Nous suivons donc LIewyn (Oscar Isaac) dans ses pérégrinations. Il est le centre de l’attention. Le titre du film ne ment pas : c’est bien dans sa tête que nous sommes installés. Le pauvre hère est en proie à toutes les agressions (de la part de son entourage, de la contingence la plus pure, lorsqu’il se retrouve par exemple avec un chat sur les bras…), de l’existence, tout simplement. En fait d’agressions, quelques scènes seraient particulièrement odieuses comme les diatribes de Jean (ex-petite amie) à l’endroit de LIewin, n’était l’humour singulier des réalisateurs et l’atmosphère très particulière qu’ils arrivent à fabriquer et dont eux seuls connaissent le secret. C’est de la comédie qui reste sérieuse d’une certaine manière. Cette ambiance, dans une veine tragi-comique, entre drame et comique - ce dernier étant essentiellement verbal chez les réalisateurs -, restitue ici tout le malaise de l’artiste, paria solitaire et incompris. Tout le film est parsemé de séquences qui balancent entre effroi et rire - mais des rires un peu jaunes tant la situation est grave. Par exemple, un graffiti libellé ainsi : « Tu fais quoi ? » sur lequel tombe LIewyn dans les toilettes d’une station service pourrie. Il y a aussi la condescendance d’un John Goodman, en junkie semi comateux, avachi sur le cuir d’une banquette de voiture, envers LIewyn, son compagnon de voyage. C’est aussi l’audition à Chicago, le bout du voyage, the last chance, lorsque le directeur de la maison de disques toise avec toute sa morgue notre héros. Il y a une très grande violence maîtrisée dans ces séquences-là, et d’elles découle ce magnifique film - d’une exceptionnelle fluidité narrative.

 
 

Malgré toute cette violence, c’est aussi un rêve auquel nous assistons.
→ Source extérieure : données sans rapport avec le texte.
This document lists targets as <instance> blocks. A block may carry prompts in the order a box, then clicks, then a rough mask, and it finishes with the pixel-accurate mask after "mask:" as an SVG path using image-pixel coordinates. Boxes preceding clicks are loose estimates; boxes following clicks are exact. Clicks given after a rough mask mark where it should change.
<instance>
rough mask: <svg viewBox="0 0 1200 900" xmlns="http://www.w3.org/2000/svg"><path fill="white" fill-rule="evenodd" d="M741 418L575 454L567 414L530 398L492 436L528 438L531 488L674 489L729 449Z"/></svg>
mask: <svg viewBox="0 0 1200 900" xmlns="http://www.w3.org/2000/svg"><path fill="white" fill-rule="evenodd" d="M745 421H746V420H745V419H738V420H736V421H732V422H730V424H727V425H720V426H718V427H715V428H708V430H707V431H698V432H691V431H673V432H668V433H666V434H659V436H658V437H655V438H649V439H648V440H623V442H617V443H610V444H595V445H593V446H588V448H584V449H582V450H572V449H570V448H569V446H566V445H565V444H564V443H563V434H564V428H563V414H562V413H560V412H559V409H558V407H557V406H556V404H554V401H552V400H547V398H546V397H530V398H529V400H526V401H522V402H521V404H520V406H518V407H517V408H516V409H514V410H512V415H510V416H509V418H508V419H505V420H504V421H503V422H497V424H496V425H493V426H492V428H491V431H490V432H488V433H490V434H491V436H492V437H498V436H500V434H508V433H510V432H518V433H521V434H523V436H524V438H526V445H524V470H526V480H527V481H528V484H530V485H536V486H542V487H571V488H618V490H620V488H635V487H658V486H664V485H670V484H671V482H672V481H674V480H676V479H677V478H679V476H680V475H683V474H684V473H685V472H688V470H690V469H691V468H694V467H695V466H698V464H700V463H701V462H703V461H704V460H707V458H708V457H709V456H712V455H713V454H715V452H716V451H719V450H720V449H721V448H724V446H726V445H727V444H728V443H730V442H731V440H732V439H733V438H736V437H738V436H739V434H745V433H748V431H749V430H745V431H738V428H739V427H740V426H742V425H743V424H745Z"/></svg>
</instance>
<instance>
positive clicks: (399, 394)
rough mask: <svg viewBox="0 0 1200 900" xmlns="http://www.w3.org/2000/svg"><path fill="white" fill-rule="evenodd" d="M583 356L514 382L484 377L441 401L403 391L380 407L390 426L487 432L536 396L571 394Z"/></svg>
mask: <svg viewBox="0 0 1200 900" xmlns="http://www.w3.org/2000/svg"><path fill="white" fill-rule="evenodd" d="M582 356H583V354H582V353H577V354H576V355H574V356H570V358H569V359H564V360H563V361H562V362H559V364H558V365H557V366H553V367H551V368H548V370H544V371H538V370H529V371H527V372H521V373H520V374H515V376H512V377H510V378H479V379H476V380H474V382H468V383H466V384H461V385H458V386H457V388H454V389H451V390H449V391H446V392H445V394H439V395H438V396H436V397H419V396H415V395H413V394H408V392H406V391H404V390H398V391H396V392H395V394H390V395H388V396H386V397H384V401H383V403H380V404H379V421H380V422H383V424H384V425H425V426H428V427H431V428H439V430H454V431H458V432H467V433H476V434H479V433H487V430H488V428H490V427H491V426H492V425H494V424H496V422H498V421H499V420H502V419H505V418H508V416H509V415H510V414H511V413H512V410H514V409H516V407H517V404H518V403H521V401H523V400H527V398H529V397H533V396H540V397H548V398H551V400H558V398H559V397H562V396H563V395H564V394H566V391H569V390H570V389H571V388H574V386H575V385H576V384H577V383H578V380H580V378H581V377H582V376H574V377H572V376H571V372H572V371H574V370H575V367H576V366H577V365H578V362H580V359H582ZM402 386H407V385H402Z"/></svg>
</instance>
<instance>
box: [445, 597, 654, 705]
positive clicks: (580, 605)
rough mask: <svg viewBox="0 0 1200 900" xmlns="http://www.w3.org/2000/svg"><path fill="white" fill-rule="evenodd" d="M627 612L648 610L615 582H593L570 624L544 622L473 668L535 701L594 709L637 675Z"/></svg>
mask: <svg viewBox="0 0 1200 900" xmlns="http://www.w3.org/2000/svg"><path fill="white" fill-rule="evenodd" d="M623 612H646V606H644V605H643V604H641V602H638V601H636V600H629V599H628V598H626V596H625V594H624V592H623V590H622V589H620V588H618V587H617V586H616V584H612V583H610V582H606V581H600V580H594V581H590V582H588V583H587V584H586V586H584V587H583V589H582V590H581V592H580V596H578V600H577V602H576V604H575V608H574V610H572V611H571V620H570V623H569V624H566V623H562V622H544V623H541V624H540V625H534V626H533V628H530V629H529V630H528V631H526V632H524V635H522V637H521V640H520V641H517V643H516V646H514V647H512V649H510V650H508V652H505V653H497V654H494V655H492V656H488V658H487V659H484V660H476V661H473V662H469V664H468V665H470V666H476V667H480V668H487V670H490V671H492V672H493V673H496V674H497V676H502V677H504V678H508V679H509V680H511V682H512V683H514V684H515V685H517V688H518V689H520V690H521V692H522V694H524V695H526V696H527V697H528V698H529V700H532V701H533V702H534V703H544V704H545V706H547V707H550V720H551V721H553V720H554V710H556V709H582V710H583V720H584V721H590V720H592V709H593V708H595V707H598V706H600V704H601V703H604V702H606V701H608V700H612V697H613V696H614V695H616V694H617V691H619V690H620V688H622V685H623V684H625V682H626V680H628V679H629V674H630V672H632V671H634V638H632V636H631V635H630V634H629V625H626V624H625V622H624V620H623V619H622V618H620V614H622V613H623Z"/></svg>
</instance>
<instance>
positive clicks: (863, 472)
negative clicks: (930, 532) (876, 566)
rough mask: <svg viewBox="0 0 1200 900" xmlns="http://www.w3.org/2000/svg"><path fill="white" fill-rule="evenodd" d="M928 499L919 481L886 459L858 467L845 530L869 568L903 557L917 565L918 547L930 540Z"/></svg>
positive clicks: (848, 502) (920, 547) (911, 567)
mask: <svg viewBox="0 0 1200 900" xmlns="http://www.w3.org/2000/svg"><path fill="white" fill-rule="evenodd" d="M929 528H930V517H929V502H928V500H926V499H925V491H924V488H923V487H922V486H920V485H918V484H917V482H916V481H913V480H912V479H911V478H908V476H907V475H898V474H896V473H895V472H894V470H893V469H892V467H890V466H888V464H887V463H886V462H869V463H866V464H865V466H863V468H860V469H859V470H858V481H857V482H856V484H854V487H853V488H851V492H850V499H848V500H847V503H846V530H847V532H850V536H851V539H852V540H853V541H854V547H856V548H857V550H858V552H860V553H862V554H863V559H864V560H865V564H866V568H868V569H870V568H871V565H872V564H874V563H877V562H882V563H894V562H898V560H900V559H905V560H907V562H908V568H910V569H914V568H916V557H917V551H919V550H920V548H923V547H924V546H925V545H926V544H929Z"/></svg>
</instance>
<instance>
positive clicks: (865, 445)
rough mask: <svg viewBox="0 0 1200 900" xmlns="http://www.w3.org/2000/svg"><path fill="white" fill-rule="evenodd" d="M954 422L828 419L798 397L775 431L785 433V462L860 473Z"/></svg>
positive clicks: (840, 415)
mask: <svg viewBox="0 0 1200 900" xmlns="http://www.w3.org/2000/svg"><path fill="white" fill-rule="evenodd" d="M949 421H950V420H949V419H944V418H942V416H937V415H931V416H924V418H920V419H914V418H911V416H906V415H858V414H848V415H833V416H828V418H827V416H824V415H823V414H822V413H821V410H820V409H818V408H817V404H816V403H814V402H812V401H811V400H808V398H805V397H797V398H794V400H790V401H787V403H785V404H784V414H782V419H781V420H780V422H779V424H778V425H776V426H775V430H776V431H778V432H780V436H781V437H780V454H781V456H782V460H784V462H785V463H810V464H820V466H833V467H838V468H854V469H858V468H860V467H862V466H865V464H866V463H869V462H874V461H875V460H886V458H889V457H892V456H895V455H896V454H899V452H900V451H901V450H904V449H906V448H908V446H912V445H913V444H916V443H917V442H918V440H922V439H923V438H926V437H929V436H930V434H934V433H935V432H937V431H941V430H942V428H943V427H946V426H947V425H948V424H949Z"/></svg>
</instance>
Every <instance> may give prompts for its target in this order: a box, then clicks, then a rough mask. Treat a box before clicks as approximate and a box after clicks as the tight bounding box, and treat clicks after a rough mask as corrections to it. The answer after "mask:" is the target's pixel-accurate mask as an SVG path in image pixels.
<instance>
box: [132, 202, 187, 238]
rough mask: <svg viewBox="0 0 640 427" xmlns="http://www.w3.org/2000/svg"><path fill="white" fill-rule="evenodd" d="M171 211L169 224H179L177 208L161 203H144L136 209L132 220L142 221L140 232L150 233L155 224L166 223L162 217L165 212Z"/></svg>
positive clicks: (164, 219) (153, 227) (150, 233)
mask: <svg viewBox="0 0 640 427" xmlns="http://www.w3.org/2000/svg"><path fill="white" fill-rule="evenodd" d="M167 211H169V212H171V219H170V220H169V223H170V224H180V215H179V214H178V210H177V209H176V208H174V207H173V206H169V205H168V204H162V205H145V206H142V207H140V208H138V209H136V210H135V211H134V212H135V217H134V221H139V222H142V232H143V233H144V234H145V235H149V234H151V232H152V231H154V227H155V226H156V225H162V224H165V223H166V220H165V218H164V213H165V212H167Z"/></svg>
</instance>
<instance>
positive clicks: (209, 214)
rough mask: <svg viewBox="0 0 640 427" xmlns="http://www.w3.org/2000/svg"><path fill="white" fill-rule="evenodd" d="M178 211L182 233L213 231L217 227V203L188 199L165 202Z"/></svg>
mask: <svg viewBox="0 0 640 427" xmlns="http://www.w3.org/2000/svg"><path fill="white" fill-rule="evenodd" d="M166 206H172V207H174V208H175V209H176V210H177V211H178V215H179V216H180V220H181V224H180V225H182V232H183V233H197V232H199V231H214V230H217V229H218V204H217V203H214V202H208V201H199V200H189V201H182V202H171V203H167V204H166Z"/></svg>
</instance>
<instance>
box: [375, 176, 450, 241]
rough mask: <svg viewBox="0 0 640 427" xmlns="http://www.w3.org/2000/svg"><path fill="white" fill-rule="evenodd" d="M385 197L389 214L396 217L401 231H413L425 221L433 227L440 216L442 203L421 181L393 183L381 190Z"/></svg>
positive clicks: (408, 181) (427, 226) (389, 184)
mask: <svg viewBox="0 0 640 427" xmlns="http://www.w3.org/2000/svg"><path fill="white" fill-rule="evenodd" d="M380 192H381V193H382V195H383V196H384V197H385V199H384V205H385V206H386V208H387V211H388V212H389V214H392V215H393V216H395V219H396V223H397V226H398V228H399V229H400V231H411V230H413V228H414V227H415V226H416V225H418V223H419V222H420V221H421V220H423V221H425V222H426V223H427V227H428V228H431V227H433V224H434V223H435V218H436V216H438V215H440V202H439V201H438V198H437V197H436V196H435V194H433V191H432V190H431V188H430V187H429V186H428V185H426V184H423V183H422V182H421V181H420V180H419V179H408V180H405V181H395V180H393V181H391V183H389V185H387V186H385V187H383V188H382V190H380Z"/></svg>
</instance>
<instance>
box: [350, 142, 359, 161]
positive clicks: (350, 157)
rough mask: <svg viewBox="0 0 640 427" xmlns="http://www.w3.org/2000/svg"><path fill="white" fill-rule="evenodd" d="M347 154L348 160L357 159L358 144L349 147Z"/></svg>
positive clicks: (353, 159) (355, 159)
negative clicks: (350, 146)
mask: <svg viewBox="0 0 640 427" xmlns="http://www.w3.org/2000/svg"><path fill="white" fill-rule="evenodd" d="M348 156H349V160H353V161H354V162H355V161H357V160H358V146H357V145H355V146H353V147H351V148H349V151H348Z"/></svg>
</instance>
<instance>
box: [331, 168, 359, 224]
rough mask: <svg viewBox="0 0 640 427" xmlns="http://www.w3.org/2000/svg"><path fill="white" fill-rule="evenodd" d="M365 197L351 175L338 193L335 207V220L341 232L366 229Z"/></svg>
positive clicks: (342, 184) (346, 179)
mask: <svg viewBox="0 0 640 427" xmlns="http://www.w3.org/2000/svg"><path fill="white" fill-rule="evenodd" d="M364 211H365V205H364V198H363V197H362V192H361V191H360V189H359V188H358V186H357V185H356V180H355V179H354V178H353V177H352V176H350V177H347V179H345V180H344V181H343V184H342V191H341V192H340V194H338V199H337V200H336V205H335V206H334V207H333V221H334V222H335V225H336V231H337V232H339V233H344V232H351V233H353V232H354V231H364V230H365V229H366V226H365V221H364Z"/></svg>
Nous sommes bien du côté de l’infortuné chanteur, dans son esprit. Tout le film baigne dans une atmosphère ouatée, baignée de couleurs sombres mais douces. La matière même des images nous préservent (un peu) de l’absurdité de la condition humaine. Et la musique adoucit les mœurs… À cet égard, Inside LIewyn Davis est aussi un exceptionnel film musical. Un hommage rendu à la musique folk. Oscar Isaac chante en solo, à la guitare deux morceaux de toute beauté, ou l’émotion nous envahit. Notons au passage la performance d’un trio auquel participe Justin Timberlake.
 
Mais les frères Coen, avec ce film, ne veulent sûrement pas se contenter d’un exercice de style, - aussi brillant soit-il. Comme Schlesinger, Scorsese, Stallone, avant eux, les réalisateurs, à travers leurs personnages de « perdant », s’insurgent contre la cruauté du monde, l’aliénation de l’individu par le système. Ce système, c’est la grande ville et les fourches caudines sous lesquelles il faut passer sous peine d’être rayé de la carte - mais aussi l’Amérique, le « bourgeois ». Ici, c’est la société toute entière qui est visée mais singulièrement l’industrie artistique qui broie bien des talents, seule comptant pour elle la sacro-sainte rentabilité.